We mean the second option. For the same eigenvalue $a_i$, there are multiple

*linearly independent*eigenvectors $\psi_{ij}$ where $j$ denotes the degeneracy. When you measure something, if there are multiple linearly independent states giving the same measurement value, those states are degenerate.Also note that the same eigenstate cannot have multiple eigenvalues. It is unique for a given state. Suppose that $A \psi_i = a_i \psi_i$ and $A \psi_i = a_i' \psi_i$. Then $a_i \psi_i − a_i' \psi_i = 0 $, which implies that at least one of $a_i - a_i'$ or $\psi_i$ is equal to zero. Eigenvectors are nonzero by definition, so it must be the case that $a_i=a_i'$.

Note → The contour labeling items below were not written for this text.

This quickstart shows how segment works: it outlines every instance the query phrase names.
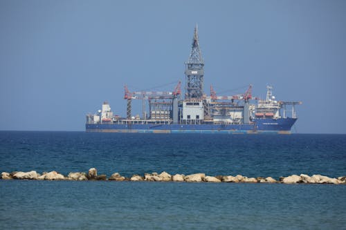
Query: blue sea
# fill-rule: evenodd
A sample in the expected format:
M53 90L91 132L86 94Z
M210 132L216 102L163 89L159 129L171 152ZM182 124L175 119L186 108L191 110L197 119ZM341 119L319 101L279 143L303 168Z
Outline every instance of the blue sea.
M346 175L346 135L0 131L0 172ZM0 180L0 229L346 229L346 185Z

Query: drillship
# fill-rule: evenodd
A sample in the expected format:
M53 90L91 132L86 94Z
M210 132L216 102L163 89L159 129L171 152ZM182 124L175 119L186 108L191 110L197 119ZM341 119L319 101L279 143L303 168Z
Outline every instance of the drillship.
M183 98L180 82L172 92L131 92L125 86L126 117L114 115L103 102L95 114L86 115L86 132L291 133L297 120L295 106L302 102L276 100L269 86L265 99L253 97L251 85L244 94L232 96L218 96L210 86L207 96L203 68L196 26L185 63ZM142 100L141 116L131 115L134 99Z

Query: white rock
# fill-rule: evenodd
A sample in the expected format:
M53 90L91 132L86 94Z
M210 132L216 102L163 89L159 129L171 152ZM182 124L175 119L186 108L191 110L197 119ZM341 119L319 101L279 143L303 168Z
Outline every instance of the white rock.
M206 177L205 177L203 180L206 182L221 182L221 180L217 179L217 178L211 177L209 175L207 175Z
M162 181L171 181L172 175L169 173L163 171L158 175L158 177L161 179Z
M232 175L225 175L224 177L222 178L222 181L224 182L233 182L233 183L239 182L238 178Z
M55 171L52 171L51 172L45 173L38 177L37 180L66 180L66 178L63 175L58 173Z
M134 175L131 179L130 179L131 181L143 181L143 178L142 178L142 177L140 175Z
M282 182L284 184L295 184L295 183L299 183L301 181L302 181L302 178L300 178L298 175L292 175L286 178L284 178L284 180L282 180Z
M188 175L185 177L184 180L187 182L200 182L203 180L203 178L206 177L205 173L195 173Z
M37 179L37 173L35 171L31 171L30 172L24 173L24 172L17 172L13 175L14 179L18 180L36 180Z
M172 180L176 182L184 181L184 175L183 174L176 174L172 178Z
M116 181L124 181L125 180L125 178L123 176L121 176L119 173L113 173L111 177L109 178L109 180L116 180Z
M13 179L10 174L6 172L2 172L1 173L1 179L2 180L12 180Z
M157 173L152 173L152 174L145 173L144 180L145 181L162 181L162 178L160 178Z
M70 173L67 178L71 180L88 180L84 173Z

Operators are linear transformations acting on the Hilbert space. The transformations usually involve stretching, squeezing and rotations. The vectors which still remain on their span after the transformations are the eigenvectors for that operation. In other words, the eigenvectors will stay in the same direction even after applying the operator, although they might be squeezed or stretched. The value by which they stretch (a number > $|1|$) or squeeze (a number < $|1|$) is their eigenvalue. It should be clear now, why we can't have multiple eigenvalues for a vector.

We mean (2) : for the same *eigenvalue* $a_i$ there are more than one *eigenfunction* $\psi_i$. In this case one needs an additional index to distinguish different eigenfunctions corresponding to the same eigenvalue:
$$\hat{A}\psi_{n\nu} = a_n\psi_{n\nu}.$$

From a more mathematical point of view, we say there is degeneracy when the *eigenspace* corresponding to a given eigenvalue is bigger than one-dimensional. Suppose we have the eigenvalue equation
$$
\hat A\psi_n = a_n\psi_n\;.
$$
Here $a_n$ is the eigenvalue, and $\psi_n$ is the eigenfunction corresponding to this eigenvalue. But this eigenfunction is of course not uniquely defined: any multiple of $\psi_n$ also satisfies the eigenvalue equation, $\hat A(\lambda\psi_n) = \lambda \hat A\psi_n = \lambda a_n\psi_n = a_n(\lambda\psi_n)$ by linearity. Thus we talk about *eigenspace* belonging to given eigenvalue $a_n$. This eigenspace may be one-dimensional, i.e. every eigenstate must be proportional to $\psi_n$. In this case there is no degeneracy. But is is possible that this eigenspace has dimension higher than 1. For example this eigenspace may be two-dimensional, which means there are two **linearly independent functions**, say $\psi_{n1}$ and $\psi_{n2}$, which are both eigenfunctions of $\hat A$ with eigenvalue $a_n$:
$$
\hat A\psi_{n1} = a_n \psi_{n1}\;,\quad\hat A\psi_{n2} = a_n \psi_{n2}\;.
$$
Then every linear combination of the form $\alpha\psi_{n1} + \beta\psi_{n2}$ is also an eigenstate of $\hat A$ with eigenvalue $a_n$. That is, the eigenspace corresponding to eigenvalue $a_n$ has dimension 2. In this case we say there is (double) degeneracy.